Research Of Dynamic Cloth Simulation Based On Position Constraint Method

Cloth simulation is an important part of computer animation. It is widely used in film, television, games, and the textile industry. Cloth simulation is committed to simulate the movement of real cloth deformation effects, and the research covers computer science, physics, mathematics, and art design disciplines. The cloth has delicate geometric modeling and complex physical characteristics, which causes the cloth simulation become as the most challenging research topic in the area of Computer Graphics.There have been numerous studies of dynamic Cloth Simulation, however, the stability of building stable cloth system in the explicit integration framework. In this paper, a cloth simulation algorithm based on position constraints has been proposed with the theory of kinetic constraints. The algorithm does not involve calculating the internal forces during the entire calculation process; it achieves updating particle positions with directly moving the particle. The main work in this paper as follow:Firstly, this paper presents a comprehensive detailed introduction of fabric physical modeling, numerical integration methods and collision detection technology.Then, this paper describes the cloth simulation algorithm based on position constraint.

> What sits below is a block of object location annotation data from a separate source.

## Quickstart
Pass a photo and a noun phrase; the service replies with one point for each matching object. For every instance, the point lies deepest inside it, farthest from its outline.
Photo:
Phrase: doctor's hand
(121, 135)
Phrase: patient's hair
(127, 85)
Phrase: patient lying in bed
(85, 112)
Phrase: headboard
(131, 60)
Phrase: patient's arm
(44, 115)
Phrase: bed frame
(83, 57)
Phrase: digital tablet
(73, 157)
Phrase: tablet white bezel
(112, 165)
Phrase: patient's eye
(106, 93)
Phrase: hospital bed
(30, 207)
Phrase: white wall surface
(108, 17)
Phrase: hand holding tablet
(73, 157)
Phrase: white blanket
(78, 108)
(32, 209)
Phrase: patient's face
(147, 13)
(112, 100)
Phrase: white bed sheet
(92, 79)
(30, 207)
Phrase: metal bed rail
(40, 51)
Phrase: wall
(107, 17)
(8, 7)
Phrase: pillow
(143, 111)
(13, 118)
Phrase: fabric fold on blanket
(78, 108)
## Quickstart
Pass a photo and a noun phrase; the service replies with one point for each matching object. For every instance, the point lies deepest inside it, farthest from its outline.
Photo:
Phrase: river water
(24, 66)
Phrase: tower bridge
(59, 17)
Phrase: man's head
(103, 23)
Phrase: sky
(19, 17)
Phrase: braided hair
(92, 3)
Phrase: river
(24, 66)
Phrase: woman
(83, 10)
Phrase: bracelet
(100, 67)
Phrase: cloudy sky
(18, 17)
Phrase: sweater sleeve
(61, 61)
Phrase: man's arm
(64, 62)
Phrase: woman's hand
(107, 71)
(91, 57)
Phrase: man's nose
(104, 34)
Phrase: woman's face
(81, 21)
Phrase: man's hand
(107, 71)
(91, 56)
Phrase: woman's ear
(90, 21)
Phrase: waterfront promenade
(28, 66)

The main innovation of the algorithm is to improve the traditional particle-spring model, remove the spring internal forces in the model:(1) Remove the effect of the structure spring, define the location of the distance between two particles adjacent as structural constraints;(2) Cancel the force of the bending spring, and define the dihedral between the adjacent triangular faces as bending constraint;(3) Define the fabric collision as the location constraint which between the particle and the collision surface, and realize collision response with projection constraint. In every calculation, the particle position witch driven by external force in the next moment with explicit calculation, and solve the constraint equation with the predicted position, then iterative updating the particle position which meets the constraints. And update the particle velocity with Vrelet integration at last. Finally, this paper presents the algorithm simulation results and analysis. It is improved by experiment that the sports deformation and slitting of cloth could both be stably simulated with this algorithm.